Please go through the archival data USA GOV Sample Data

Now I want to read this file in R then getting below mentioned error

result = fromJSON(textFileName)
Error in fromJSON(textFileName) : unexpected character 'u'

When I want to read it in Python then getting below mentioned error

import json 
records = [json.loads(line) for line in open(path)]

---------------------------------------------------------------------------
UnicodeDecodeError                        Traceback (most recent call last)
codecs.charmap_decode(input,self.errors,decoding_table)[0]
     24 
     25 class StreamWriter(Codec,codecs.StreamWriter):

UnicodeDecodeError: 'charmap' codec can't decode byte 0x9d in position 4088: character maps to <undefined>

can someone please help me that how can I read this kind of files.

Vineet
  • 1,492
  • 4
  • 17
  • 31

2 Answers2

0

I couldn't get the codes OP provided on the question on my system too(windows/Rstudio/Jupyter).
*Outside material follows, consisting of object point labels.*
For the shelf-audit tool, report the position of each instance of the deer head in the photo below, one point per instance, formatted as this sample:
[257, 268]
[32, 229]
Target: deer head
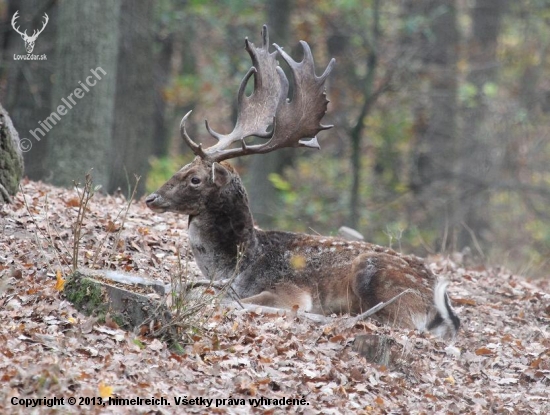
[266, 113]
[29, 40]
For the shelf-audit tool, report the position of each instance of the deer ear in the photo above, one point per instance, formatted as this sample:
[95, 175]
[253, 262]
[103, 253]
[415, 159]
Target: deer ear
[220, 175]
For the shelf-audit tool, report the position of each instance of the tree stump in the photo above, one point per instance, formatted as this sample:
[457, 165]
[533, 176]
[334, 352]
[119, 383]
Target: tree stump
[11, 159]
[376, 348]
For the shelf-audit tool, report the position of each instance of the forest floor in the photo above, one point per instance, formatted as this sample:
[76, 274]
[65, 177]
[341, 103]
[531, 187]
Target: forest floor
[499, 363]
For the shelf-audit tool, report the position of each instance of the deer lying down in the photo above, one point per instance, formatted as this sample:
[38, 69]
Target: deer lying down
[282, 269]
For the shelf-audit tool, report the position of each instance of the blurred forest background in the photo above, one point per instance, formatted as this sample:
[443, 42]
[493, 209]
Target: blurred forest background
[441, 111]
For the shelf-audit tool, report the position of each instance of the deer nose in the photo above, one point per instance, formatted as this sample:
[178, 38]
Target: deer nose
[151, 199]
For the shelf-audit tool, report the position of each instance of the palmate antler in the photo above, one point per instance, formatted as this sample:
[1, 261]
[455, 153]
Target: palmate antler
[292, 121]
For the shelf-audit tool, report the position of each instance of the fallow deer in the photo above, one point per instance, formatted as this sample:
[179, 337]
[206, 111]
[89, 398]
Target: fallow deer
[282, 269]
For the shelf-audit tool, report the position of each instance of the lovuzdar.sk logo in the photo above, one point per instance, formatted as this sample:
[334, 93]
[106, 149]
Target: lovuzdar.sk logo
[29, 40]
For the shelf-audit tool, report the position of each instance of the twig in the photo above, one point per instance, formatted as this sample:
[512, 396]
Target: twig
[474, 239]
[261, 309]
[4, 193]
[352, 321]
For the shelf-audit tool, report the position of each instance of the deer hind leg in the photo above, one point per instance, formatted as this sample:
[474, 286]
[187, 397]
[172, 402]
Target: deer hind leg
[283, 295]
[378, 277]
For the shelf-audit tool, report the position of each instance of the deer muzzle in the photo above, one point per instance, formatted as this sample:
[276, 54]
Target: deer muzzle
[156, 203]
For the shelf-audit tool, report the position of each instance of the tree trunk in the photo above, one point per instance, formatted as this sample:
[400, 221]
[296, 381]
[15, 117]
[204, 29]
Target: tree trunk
[434, 162]
[476, 140]
[84, 90]
[263, 196]
[11, 160]
[134, 103]
[356, 133]
[29, 85]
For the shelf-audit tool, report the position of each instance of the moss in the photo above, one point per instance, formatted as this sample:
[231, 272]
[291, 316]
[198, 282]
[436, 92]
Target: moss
[86, 295]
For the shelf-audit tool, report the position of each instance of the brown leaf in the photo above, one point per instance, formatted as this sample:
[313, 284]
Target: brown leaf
[483, 351]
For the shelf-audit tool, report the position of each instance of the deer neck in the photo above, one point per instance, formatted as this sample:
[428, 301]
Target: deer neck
[217, 234]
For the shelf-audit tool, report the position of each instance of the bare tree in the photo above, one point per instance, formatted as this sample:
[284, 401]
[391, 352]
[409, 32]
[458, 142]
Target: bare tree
[86, 46]
[134, 102]
[11, 161]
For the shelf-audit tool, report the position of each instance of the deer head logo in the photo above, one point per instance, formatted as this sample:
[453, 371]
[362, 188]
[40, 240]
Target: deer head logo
[29, 40]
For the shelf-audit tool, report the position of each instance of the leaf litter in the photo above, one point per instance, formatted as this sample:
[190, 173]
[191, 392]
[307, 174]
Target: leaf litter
[500, 361]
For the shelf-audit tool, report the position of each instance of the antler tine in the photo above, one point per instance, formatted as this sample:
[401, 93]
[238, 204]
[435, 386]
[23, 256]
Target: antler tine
[196, 148]
[46, 20]
[293, 122]
[255, 112]
[13, 23]
[300, 118]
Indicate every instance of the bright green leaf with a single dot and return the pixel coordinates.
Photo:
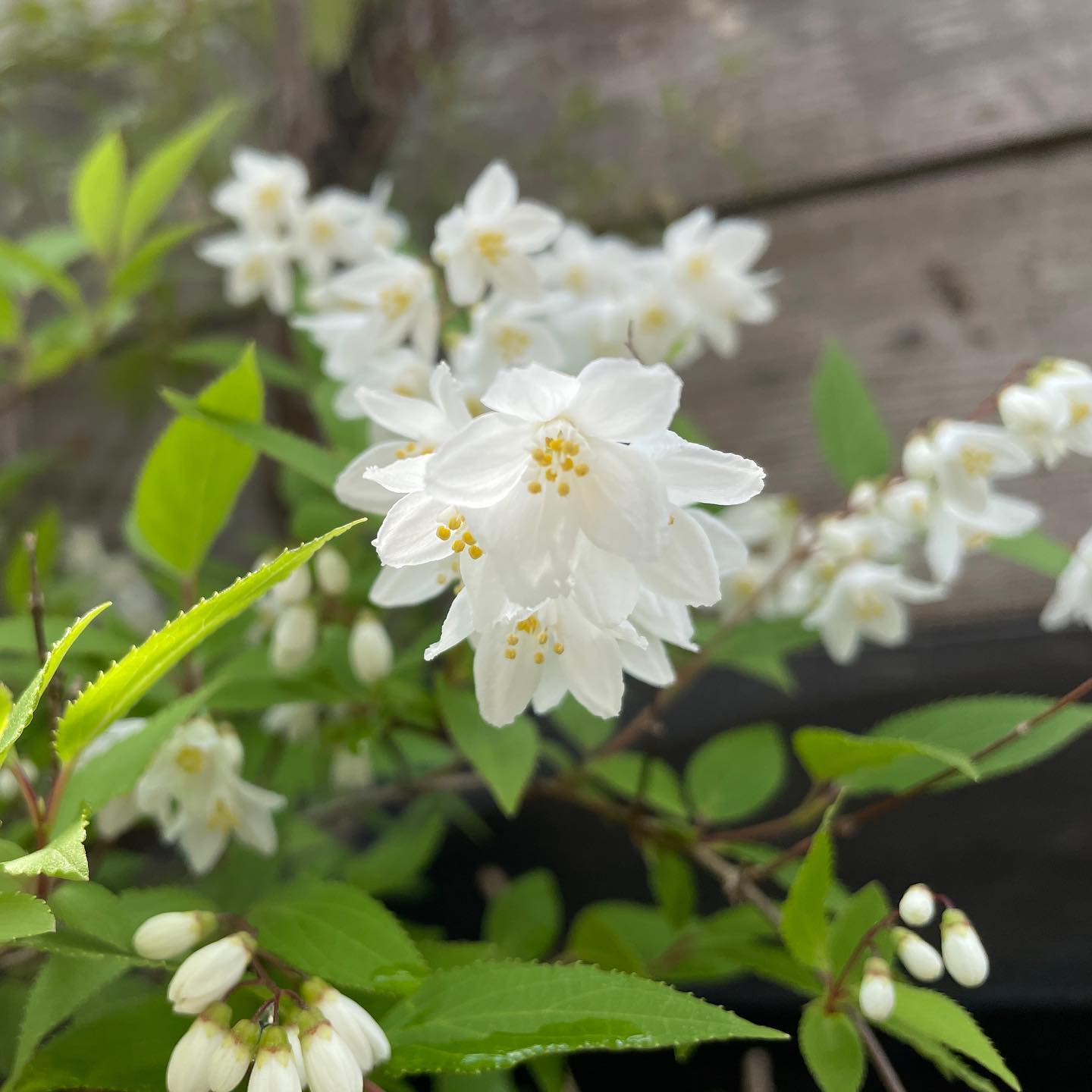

I dig around and find this for R, adapting it to this case:

library(jsonlite)
out <- lapply(readLines("usagov_bitly_data2013-05-17-1368817803"), fromJSON)
df<-data.frame(Reduce(rbind, out))

Although the error I got in R is curiously different from yours.

result = fromJSON("usagov_bitly_data2013-05-17-1368817803")
#Error in parse_con(txt, bigint_as_char) : parse error: trailing garbage
#           [ 34.730400, -86.586098 ] } { "a": "Mozilla\/5.0 (Windows N
#                     (right here) ------^

For Python, as mentioned by juanpa, it seems to be a matter of encoding. The following code works for me.

import json 
import os
path=os.path.abspath("usagov_bitly_data2013-05-17-1368817803")
print(path)
file = open(path, encoding="utf8")
records = [json.loads(line) for line in file]
MingH
  • 171
  • 1
  • 2
0

Solution in R:

library(jsonlite)

# if you have a local file
conn <- gzcon(file("usagov_bitly_data2013-05-17-1368817803.gz", "rb"))
# if you read it from URL
conn <- gzcon(url("http://1usagov.measuredvoice.com/bitly_archive/usagov_bitly_data2013-05-17-1368817803.gz"))

data <- stream_in(conn)
Melkor.cz
  • 1,977
  • 17
  • 15